The Czech Government has decided that next month’s EU leaders’ summit in Brussels will be chaired by prime minister Jan Fischer rather than its president Vaclav Klaus.
The announcement should calm the nerves of EU diplomats, who feared the eurosceptic president could prompt a public relations disaster over his opposition to the Lisbon Treaty.
“A decision was made today by the Government that Mr Fischer would chair the EU leaders’ summit. It is normal practice under the Czech rules,” said a Czech diplomat yesterday.
Concern over Mr Klaus’s attendance at the summit is one of the reasons the Government is fast tracking work on its legal guarantees on the Lisbon Treaty to try to get a political agreement among EU states before the summit begins.
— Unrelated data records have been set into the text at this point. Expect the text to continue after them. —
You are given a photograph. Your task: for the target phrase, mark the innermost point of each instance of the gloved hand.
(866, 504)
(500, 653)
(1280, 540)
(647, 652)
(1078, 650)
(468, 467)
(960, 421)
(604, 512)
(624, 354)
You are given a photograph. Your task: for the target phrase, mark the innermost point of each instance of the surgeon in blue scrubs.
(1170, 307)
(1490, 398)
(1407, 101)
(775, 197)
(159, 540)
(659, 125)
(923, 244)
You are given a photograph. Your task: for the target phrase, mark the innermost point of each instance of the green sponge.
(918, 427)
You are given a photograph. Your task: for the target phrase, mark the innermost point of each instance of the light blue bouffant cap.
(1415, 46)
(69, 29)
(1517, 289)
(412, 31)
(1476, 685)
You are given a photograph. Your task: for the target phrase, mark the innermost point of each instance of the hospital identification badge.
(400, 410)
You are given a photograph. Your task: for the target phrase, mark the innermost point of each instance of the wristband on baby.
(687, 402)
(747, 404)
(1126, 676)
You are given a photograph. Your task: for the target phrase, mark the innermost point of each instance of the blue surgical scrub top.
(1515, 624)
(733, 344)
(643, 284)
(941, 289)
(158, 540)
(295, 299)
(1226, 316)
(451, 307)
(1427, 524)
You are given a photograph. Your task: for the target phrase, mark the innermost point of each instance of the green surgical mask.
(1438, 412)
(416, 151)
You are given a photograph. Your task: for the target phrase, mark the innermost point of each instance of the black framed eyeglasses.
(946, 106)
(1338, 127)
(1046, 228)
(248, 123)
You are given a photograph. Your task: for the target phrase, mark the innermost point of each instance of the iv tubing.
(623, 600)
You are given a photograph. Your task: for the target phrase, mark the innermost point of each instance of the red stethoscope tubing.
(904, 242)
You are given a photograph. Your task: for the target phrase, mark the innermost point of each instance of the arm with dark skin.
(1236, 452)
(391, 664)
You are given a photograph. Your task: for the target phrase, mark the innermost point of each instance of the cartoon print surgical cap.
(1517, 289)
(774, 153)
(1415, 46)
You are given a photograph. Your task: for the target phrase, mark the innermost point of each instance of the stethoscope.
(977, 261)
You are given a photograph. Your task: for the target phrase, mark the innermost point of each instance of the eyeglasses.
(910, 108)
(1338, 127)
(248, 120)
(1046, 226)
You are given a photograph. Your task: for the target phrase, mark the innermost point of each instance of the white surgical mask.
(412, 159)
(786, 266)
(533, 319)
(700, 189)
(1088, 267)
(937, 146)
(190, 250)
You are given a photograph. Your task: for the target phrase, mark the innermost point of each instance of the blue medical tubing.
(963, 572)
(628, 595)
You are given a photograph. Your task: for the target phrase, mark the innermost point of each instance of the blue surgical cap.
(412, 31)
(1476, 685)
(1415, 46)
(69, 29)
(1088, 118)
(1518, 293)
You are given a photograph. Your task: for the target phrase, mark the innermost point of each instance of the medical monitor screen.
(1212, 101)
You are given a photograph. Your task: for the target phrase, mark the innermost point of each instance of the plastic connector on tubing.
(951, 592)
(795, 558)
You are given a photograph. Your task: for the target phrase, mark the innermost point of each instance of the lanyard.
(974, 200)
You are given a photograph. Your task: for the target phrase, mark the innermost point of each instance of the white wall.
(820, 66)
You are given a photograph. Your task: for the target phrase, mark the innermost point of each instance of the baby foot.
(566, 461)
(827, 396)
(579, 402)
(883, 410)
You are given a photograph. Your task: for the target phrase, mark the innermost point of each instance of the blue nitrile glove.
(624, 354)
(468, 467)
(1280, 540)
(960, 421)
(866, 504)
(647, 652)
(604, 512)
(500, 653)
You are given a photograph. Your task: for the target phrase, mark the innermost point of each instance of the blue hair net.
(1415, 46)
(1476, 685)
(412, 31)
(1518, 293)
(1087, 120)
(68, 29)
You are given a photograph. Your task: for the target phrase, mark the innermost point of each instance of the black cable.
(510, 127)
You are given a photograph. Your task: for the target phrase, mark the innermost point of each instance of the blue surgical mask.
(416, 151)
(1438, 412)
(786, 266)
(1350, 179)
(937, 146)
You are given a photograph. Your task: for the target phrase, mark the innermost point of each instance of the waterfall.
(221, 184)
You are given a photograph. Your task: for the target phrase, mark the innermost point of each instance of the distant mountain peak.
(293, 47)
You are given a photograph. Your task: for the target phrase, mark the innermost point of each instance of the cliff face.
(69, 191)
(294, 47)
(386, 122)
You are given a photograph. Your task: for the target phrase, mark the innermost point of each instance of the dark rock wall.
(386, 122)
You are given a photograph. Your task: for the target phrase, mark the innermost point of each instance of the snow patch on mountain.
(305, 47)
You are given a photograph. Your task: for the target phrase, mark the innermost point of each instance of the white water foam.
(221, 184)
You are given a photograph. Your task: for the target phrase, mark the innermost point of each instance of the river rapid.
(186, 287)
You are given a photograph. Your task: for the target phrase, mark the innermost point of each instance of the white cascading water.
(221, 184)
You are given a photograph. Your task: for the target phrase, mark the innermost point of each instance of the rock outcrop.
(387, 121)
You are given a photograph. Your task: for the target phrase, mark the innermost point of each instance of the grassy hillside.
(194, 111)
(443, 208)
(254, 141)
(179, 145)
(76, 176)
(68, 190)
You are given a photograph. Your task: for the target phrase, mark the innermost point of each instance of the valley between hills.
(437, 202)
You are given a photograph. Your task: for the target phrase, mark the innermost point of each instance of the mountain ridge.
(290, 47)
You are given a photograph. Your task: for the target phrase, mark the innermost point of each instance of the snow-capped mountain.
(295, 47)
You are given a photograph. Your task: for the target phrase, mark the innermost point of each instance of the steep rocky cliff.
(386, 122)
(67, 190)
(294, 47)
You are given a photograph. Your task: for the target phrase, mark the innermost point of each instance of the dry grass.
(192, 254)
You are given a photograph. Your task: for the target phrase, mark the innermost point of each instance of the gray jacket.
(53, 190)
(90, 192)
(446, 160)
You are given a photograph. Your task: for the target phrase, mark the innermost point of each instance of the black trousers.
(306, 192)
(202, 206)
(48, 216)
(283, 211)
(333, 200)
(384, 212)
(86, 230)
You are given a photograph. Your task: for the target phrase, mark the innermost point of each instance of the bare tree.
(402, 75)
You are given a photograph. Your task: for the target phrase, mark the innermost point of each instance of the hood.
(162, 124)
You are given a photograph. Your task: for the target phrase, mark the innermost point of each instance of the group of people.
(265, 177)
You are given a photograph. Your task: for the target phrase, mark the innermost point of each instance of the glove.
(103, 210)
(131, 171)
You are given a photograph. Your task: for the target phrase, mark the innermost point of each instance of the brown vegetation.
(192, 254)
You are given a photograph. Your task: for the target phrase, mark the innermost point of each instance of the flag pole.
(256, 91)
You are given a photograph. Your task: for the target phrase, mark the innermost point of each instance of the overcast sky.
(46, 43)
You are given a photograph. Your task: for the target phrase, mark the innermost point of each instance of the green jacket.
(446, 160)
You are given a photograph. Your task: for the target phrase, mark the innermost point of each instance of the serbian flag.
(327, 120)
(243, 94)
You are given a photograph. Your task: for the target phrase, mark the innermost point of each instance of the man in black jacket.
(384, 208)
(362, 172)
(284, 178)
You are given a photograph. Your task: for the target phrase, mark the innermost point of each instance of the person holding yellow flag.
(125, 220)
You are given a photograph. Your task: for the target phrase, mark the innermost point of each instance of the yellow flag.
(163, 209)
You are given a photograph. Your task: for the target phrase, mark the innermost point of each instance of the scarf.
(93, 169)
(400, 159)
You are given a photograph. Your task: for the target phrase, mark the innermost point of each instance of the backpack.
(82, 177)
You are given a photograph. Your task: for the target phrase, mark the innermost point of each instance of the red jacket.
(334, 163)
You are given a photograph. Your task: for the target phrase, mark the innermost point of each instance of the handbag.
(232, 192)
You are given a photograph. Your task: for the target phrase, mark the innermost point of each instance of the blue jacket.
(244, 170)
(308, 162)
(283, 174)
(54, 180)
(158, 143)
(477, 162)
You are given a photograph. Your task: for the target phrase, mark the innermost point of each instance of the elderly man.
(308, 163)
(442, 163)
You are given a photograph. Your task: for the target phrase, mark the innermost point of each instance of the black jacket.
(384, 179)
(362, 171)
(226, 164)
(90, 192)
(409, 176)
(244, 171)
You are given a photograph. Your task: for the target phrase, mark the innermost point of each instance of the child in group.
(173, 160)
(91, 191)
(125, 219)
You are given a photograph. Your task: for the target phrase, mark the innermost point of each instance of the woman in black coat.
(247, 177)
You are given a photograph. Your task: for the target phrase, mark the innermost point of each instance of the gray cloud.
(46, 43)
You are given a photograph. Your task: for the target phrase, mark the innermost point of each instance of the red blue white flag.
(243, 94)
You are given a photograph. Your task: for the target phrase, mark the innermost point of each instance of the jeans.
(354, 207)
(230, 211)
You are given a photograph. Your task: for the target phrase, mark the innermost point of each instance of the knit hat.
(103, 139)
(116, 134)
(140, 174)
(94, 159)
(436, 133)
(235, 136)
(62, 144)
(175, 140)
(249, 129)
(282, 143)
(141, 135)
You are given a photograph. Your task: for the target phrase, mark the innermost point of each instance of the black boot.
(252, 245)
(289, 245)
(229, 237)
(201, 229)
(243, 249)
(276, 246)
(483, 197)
There will also be considerable relief in Germany, which had floated the possibility of holding a summit in July to finalise work on the guarantees to avoid a showdown with Mr Klaus.
Earlier this week Mr Fischer – an interim prime minister appointed following the collapse of the previous administration – said he wanted to chair the summit but had not reached agreement with Mr Klaus.
Czech diplomats said a deal was struck yesterday that would enable Mr Fischer to chair the European Council.
The decision, however, is unlikely to change the Government’s strategy of fast-tracking talks on the legal guarantees on abortion, neutrality and taxation.